# Grid Search

In this notebook we do a grid search on the dataset for finetune some parameters 

More specifically, we will find learning rate, and the parameters for the focal loss function

In [None]:
import os
from functools import partial
import numpy as np
import pandas as pd
from pathlib import Path
import tempfile

import torch
from torch import optim
from torch.utils.data import DataLoader, WeightedRandomSampler
from torchvision.transforms import v2 as transforms
from torchvision.ops import sigmoid_focal_loss

from torchmetrics.classification import MultilabelAccuracy, MultilabelF1Score
from torchinfo import summary

from FindClf import Dataset, Models

from ray import tune
from ray import train as Train
from ray.train import Checkpoint, get_checkpoint
from ray.tune.schedulers import ASHAScheduler
import ray.cloudpickle as pickle

In [None]:
# Parameters
imagepath = ""  # Path to images directory
csvpath = (
    "finding_annotations_V2.csv"  # Grouped annotations for asymmetries and retractions
)
label_names = [
    "No Finding",
    "Mass",
    "Suspicious Calcification",
    "Asymmetries",
    "Architectural Distortion",
    "Suspicious Lymph Node",
    "Skin Thickening",
    "Retractions",
]

batch_size = 48
epochs = 10

scales = (0.05, 5.0)
ratios = (0.33, 1.66)
window_size = (256, 256)

device = torch.device("cuda" if torch.cuda.is_available() else "cpu")
njobs = 12


## Construct dataset object

In [None]:
general_transforms = transforms.Compose(
    [
        transforms.Resize(
            window_size,
            interpolation=transforms.InterpolationMode.BILINEAR,
            antialias=True,
        ),
        transforms.ToDtype(torch.float32, scale=True),
    ]
)

In [None]:
# We load the dataset
df = pd.read_csv(csvpath)
traindf = df.groupby("split").get_group("training")

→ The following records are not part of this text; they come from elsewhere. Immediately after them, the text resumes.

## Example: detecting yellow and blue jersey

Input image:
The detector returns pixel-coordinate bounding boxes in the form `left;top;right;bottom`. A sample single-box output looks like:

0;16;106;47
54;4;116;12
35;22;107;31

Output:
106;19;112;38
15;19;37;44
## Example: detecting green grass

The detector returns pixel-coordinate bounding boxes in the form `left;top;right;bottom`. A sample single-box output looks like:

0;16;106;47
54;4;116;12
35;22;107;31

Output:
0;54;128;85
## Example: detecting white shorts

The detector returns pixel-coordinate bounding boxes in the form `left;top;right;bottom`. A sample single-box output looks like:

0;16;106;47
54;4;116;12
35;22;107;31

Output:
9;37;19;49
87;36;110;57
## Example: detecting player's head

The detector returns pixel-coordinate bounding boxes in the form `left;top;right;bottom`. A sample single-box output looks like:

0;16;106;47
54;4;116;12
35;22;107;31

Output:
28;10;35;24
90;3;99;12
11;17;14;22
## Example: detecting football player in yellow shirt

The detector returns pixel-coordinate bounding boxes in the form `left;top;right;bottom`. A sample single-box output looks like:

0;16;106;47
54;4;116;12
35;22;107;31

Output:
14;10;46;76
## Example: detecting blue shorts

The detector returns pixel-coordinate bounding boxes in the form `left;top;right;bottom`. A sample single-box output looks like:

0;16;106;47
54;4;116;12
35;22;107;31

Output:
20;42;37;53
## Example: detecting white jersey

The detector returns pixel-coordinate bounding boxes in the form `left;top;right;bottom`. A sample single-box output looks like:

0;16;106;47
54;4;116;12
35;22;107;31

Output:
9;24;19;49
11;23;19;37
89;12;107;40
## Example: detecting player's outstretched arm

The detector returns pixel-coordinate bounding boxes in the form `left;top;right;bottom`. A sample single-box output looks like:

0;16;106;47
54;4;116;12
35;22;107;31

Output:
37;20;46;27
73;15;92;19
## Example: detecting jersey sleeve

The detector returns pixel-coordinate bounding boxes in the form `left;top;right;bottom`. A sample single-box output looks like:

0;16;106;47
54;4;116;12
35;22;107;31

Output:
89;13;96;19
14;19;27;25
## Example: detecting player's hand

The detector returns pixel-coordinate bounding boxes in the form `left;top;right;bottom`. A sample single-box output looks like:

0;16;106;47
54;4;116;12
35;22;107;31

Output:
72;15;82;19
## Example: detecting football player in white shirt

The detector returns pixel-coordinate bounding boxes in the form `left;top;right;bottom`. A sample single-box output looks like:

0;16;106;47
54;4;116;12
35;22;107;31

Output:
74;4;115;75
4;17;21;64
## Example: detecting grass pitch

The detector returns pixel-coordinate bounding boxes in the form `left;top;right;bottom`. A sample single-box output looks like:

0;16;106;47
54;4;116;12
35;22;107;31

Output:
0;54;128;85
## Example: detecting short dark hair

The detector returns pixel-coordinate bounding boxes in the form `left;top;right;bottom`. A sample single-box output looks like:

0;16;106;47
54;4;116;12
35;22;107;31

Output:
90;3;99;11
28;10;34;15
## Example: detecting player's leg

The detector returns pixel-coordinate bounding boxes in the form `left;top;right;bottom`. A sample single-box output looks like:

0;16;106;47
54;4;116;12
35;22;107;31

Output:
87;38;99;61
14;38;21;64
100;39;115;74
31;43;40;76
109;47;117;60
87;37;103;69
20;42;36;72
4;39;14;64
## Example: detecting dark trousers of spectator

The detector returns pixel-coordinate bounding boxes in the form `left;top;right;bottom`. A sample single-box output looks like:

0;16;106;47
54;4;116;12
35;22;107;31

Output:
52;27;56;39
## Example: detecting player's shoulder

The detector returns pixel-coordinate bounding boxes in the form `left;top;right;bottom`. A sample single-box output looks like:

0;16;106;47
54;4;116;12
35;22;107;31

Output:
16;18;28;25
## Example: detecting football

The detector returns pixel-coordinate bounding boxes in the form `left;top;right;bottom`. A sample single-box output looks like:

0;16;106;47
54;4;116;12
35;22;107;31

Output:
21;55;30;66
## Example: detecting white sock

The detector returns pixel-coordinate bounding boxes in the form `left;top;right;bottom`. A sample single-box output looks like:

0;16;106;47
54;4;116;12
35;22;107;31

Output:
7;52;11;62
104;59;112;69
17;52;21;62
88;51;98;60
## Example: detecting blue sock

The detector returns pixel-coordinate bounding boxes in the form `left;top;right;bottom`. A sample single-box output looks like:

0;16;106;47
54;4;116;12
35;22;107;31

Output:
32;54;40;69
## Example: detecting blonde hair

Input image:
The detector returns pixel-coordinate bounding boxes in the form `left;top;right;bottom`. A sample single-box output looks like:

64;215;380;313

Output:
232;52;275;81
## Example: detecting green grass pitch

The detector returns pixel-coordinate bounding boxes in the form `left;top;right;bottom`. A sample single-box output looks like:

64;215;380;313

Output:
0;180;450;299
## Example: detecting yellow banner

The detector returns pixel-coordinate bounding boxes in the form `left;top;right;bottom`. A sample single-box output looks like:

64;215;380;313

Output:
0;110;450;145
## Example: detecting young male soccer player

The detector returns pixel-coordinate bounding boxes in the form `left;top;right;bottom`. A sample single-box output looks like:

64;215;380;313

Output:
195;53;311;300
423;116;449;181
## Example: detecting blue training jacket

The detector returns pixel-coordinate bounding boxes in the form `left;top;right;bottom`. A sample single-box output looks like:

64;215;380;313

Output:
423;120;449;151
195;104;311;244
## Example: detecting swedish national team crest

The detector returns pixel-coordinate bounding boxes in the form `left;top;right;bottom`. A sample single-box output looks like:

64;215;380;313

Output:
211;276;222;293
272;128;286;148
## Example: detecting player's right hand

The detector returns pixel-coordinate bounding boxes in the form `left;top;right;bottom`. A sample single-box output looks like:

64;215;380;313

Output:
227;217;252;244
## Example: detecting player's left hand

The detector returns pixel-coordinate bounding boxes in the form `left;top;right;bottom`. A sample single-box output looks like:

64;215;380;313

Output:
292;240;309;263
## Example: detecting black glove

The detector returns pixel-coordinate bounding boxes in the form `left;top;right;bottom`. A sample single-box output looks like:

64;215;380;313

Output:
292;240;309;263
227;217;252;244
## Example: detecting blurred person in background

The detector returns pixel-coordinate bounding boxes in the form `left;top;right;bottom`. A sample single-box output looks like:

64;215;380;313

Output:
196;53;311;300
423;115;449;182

# split training into training and validation with 80% and 20% respectively
# This subset will have some images from the same patient, but for hyperparameter tuning we will ignore this
df_train = traindf.sample(frac=0.8, random_state=42)
df_val = traindf.drop(df_train.index)

df_test = df.groupby("split").get_group("test")

print(f"Training: {len(df_train)}")
print(f"Validation: {len(df_val)}")
print(f"Test: {len(df_test)}")


In [None]:
# create the dataset objects
train_dataset = Dataset.VindrDataset(
    df_train, imagepath, general_transforms, stage="train"
)
val_dataset = Dataset.VindrDataset(df_val, imagepath, general_transforms, stage="val")
test_dataset = Dataset.VindrDataset(
    df_test, imagepath, general_transforms, stage="test"
)

Now, we create our training function for finding the hyperparams we want

In [None]:
def train_model(config):
    # create the model
    model = Models.create_efficientNetV2(len(label_names))

    # device
    device = "cpu"
    if torch.cuda.is_available():
        device = "cuda:0"
        if torch.cuda.device_count() > 1:
            model = torch.nn.DataParallel(model)
    model.to(device)

    # optimizer
    optimizer = optim.Adam(
        model.parameters(), lr=config["lr"], weight_decay=config["decay"]
    )

    checkpoint = get_checkpoint()
    if checkpoint:
        with checkpoint.as_directory() as ckpt_dir:
            datapath = Path(ckpt_dir) / "data.pkl"
            with open(datapath, "rb") as fp:
                ckpt_state = pickle.load(fp)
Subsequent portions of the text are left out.